The incoming hires — including Alex and reportedly Nat and/or Daniel — appear to be taking on roles that bridge research and the commercial layer, handling what one description called 'producty business stuff.' The target number Zuckerberg was reportedly pursuing was somewhere between 100 and 250 people, with the confirmed list sitting around 20 names.

Meta shares hit an all-time high during the segment, up roughly 5% over the prior week. From a Wall Street framing, even if the reported $100 million individual offer figures are accurate, the total outlay — perhaps $1 billion across all hires — is about 5% of what the metaverse buildout was burning annually, which at its peak was weighing on the stock at approximately $20 billion per year. AI is seen as structurally more monetizable upfront, which changes the risk calculus.

Meta's core product opportunity in AI is not B2B software — it is advertising and entertainment. The bull case is that Facebook is already arguably the most effective advertising platform ever built, and generative AI could make it two to three times more effective. On the entertainment side, the platform's potential to absorb a meaningful share of the video gaming and social storytelling market — particularly as tools like Runway's V3 become embeddable at the platform level — remains underappreciated. Current AI integrations on Instagram and Facebook have been awkward, and Meta has not produced a homegrown product innovation that stuck in several years.

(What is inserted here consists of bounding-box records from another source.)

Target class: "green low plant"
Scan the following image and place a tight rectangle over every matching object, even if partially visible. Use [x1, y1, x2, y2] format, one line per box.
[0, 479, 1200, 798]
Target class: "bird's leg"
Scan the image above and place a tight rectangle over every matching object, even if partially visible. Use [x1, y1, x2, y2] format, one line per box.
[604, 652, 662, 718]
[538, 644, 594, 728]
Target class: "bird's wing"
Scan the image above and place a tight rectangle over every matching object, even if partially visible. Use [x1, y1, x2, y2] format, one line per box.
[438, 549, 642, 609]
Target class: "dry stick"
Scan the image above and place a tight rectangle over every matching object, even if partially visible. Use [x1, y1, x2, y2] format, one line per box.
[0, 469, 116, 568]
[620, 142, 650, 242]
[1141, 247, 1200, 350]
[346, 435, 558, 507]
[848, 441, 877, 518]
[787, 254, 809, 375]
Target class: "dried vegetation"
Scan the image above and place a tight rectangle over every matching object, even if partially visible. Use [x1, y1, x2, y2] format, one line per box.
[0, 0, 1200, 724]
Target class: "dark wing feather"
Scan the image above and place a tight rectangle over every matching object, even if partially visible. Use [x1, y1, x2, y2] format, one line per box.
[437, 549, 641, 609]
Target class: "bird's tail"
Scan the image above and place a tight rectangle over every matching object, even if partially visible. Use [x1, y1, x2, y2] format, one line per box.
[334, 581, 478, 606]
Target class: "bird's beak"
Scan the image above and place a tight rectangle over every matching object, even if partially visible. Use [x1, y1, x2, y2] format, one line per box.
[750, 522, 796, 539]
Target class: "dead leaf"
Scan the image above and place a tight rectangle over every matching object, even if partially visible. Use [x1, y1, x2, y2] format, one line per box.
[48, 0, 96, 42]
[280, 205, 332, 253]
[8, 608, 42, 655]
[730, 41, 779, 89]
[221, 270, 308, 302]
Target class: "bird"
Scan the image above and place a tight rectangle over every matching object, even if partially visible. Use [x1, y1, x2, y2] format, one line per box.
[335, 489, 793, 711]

OpenAI's position remains structurally strong despite the researcher departures to Anthropic, SSI, Thinking Machines, and xAI. The average ChatGPT user is not tracking researcher attrition. OpenAI holds the center of gravity in AI in roughly the same way Apple holds it in mobile — something would have to go seriously wrong on both the product and research fronts for that default status to shift. The o3 release inside ChatGPT is identified as the clearest recent inflection, with the model demonstrating genuinely generalist agent behavior, including the widely-circulated GeoGuessr performance.

OpenAI is also pushing an enterprise customization strategy: for customers spending over $10 million, the company offers bespoke model fine-tuning, with Palantir cited as an example-tier client. A more self-serve version enables fine-tuning on o4 mini for customers spending in the thousands of dollars, supported by forward-deployed consulting. This is partly a defense against open-source alternatives like Llama and partly a move to lock in enterprises before competitors like Thinking Machines establish footholds.

On the data and training market, the view is that raw token volume is hitting diminishing returns. The more valuable work — and the more compute-scalable work — is curating goals and objectives for reinforcement learning, not generating more pre-training text. This reframes the competitive landscape for players like Scale AI and challengers including Merkor, Labelbox, and Handshake. Scale is seen by some as having timed its exit well, though near-term gross revenue in the space remains substantial.

Llama's open-source commitment is not guaranteed. A plausible path has Meta following Google's playbook — maintaining the Llama brand and some open releases while shifting flagship model development to closed APIs or product-embedded deployments. A partnership with CoreWeave or Nvidia, which is moving into inference serving, is floated as an infrastructure route given Meta's current reliance on AWS.

On Stargate, the most likely near-term experiment is taking a large model — below the scale of GPT-4.5 but substantial — and applying significantly more reinforcement learning than has been publicly attempted, testing what an o5-level RL regime unlocks. RL is more distributable than pre-training but still benefits from colocation due to the need to continuously sync updated weights to inference workers. Much of Stargate's capacity will likely serve inference demand, not frontier training — rate limits across Google, OpenAI's o3 Pro, and others reflect how severely current infrastructure is constrained relative to user demand.